Maka waktu pun menjadi segalanya. Waktu menjadi prioritas utama yang dikejar oleh semua orang. Bahkan waktu pun menjadi alat transaksi. Time is money. Mereka naik bis bayarnya pakai waktu. Mereka membeli kopi bayarnya pakai waktu. Mereka bekerja dengan digaji waktu. Ada manusia-manusia jahat yang kerjanya mencuri waktu. Iya, mencuri waktu dalam arti sebenarnya. Menyedot waktu yang ada pada seseorang hingga nol agar miliknya sendiri bertambah. Bahkan aktivitas bank pun orientasinya adalah waktu, simpan pinjam waktu! Well, saya benar-benar melongo menikmati film ini. Idenya gila tapi dipikir-pikir ya masuk akal juga, edan tenanan hehehe.

Lalu dimana konfliknya? Adalah seorang pemuda bernama Will Salas yang hidup di wilayah kelas rendah, populasi miskin waktu. Dia dikisahkan bekerja sebagai seorang buruh yang harus pontang-panting demi kelangsungan denyut waktu di lengannya. Selain itu juga demi menyokong waktu sang ibu. Satu hal yang juga lucu di sini adalah, meski namanya ibu dan anak, namun dari segi fisik mereka setara, sama-sama menawan. Kan ceritanya perubahan fisiknya berhenti pada usia 25 tahun, ingat? Jadi yang namanya ayah, ibu, anak, kakek, nenek, fisiknya semua muda. Begitu. Nah karena ceritanya Will dan ibunya ini bernasib miskin waktu, maka mereka benar-benar harus saling support. Apalagi sang ibu yang waktunya hanya tinggal beberapa jam saja. Nah, tentang Will dan ibunya ini ada adegan yang sungguh sangat mengharukan lho! Apakah itu? Tonton sendiri aja ya…

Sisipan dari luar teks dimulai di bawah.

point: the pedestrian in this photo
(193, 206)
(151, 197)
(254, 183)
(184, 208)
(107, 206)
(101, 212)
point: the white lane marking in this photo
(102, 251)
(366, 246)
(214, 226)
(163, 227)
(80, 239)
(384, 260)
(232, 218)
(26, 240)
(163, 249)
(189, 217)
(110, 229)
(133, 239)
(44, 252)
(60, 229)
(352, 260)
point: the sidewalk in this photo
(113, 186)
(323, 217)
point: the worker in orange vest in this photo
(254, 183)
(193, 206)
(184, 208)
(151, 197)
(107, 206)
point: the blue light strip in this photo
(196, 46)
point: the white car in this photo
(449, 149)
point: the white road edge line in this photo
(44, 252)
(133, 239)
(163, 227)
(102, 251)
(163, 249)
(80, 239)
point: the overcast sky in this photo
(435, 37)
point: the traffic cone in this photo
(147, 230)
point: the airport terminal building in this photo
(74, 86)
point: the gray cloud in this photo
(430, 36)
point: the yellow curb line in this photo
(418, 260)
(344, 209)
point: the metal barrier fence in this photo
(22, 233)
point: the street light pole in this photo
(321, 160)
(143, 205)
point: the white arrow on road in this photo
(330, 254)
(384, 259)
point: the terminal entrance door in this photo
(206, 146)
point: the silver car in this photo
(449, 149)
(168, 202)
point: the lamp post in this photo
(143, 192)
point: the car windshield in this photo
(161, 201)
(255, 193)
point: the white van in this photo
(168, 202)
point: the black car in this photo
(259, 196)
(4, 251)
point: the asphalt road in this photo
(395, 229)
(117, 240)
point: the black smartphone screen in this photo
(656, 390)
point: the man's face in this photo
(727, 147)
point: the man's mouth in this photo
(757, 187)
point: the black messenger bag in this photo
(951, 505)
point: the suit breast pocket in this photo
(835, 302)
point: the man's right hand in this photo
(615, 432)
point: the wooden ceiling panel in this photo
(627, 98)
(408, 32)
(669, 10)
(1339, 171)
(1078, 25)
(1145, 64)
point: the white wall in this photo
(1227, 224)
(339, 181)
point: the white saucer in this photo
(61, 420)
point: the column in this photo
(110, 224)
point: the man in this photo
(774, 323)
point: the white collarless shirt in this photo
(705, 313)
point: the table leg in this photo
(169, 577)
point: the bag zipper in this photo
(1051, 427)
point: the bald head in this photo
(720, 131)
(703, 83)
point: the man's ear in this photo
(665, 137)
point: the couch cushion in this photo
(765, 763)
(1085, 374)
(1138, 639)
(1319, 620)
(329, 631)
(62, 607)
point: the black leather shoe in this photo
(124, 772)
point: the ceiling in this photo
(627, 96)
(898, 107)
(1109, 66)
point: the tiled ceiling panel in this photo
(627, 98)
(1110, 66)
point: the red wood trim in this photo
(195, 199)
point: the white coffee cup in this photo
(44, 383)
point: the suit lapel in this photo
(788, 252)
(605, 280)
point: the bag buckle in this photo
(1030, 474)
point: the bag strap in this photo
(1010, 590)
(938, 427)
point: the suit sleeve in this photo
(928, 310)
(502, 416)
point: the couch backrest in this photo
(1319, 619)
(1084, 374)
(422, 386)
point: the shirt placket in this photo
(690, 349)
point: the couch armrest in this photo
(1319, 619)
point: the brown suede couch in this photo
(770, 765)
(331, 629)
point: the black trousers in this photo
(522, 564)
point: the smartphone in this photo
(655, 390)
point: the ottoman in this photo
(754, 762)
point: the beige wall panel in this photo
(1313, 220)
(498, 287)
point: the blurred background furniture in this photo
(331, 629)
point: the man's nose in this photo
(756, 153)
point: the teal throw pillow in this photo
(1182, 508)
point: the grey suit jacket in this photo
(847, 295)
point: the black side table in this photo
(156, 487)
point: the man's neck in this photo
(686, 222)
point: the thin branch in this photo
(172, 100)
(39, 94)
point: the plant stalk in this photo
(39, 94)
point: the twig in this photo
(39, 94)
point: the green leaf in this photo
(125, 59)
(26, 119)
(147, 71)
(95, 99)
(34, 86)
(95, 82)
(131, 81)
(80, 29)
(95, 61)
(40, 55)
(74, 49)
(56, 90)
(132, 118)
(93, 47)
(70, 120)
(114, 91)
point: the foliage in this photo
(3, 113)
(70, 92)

Kembali ke soal konflik utama. Pada satu kesempatan, Will Salas menerima rezeki nomplok dari seseorang yang berasal dari wilayah kelas atas, populasi kaya waktu. Si waktuwan (karena hartanya berupa waktu hihi) ini ceritanya bosan hidup dalam keabadian yang tiada habisnya. Ironis ya, ketika dia memiliki keabadian ternyata yang dirindukannya justru ketidakabadian itu sendiri. Jadi singkat cerita dia menghibahkan seluruh waktunya yang berjumlah ratusan tahun kepada Will. Dia hanya menyisakan beberapa menit terakhir saja untuk menikmati pagi sebelum akhirnya mati.
Maka yang tadinya Will Salas ini adalah pemuda kere waktu, sekarang dia naik kelas menjadi seorang waktuwan yang kaya raya. Dan karena muak dengan perbedaan status sosial dan pembagian wilayah antara si kaya dan si miskin waktu, meneroboslah si Will ini ke Zona Greenwich. Niatnya sih untuk membuat perubahan, agar nantinya orang-orang di wilayah di mana dia berasal pun bisa menikmati waktu senyaman seperti di Zona Greenwich.

Nah, alih-alih hidup senang di wilayah kaya waktu itu, Will malah jadi buronan Timekeeper gara-gara hibah waktu yang pernah diterimanya itu. Selain itu Will bertemu dengan seorang gadis cantik jelita anak pengusaha kaya. Pengusaha yang memiliki kerajaan bisnis waktu, yang harta waktunya diincar oleh Will. Lalu Will Salas dan Sylvia Weis, nama gadis itu, bisa ditebak, saling jatuh cinta. Konflik pun semakin meruncing. Perbedaan status sosial, jadi buronan, diincar perampok waktu,  berjuang demi keadilan waktu kehidupan bagi seluruh manusia …

Well, mengingat ide uniknya (dan orisinil?) tadi soal waktu, film ini layaklah ditonton. Membuat sesuatu yang jelas-jelas nggak masuk akal menjadi terasa acceptable dan enjoyable hehe. 

Eh, dan belakangan saya baru tahu bahwa ternyata si pemeran Will Salas itu rupanya Justin Timberlake. Oalah… ini tho rupanya yang bernama Justin Timberlake! :D

Pssst, mudah-mudahan review ini tidak membingungkan :D

5 komentar:

  1. aku belum nonton nih, tapi kalau lihat dari posternya aku langsung engenali itu justin :) ceweknya mirip shanen ya?

    BalasHapus
  2. Aku penasaraaan sama film In Time...
    Udah beberapa kali baca reviunya T.T

    BalasHapus
  3. aku dah pernah nonton tapi baru kali ini baca reviewnya

    *mumet nonton gambar doang ga ada teksnya

    BalasHapus
  4. adegan soal keuangan ya, "time is money" hehehe

    vertical blind jakarta

    BalasHapus
  5. in time kece emang filmnya. Gw cinta.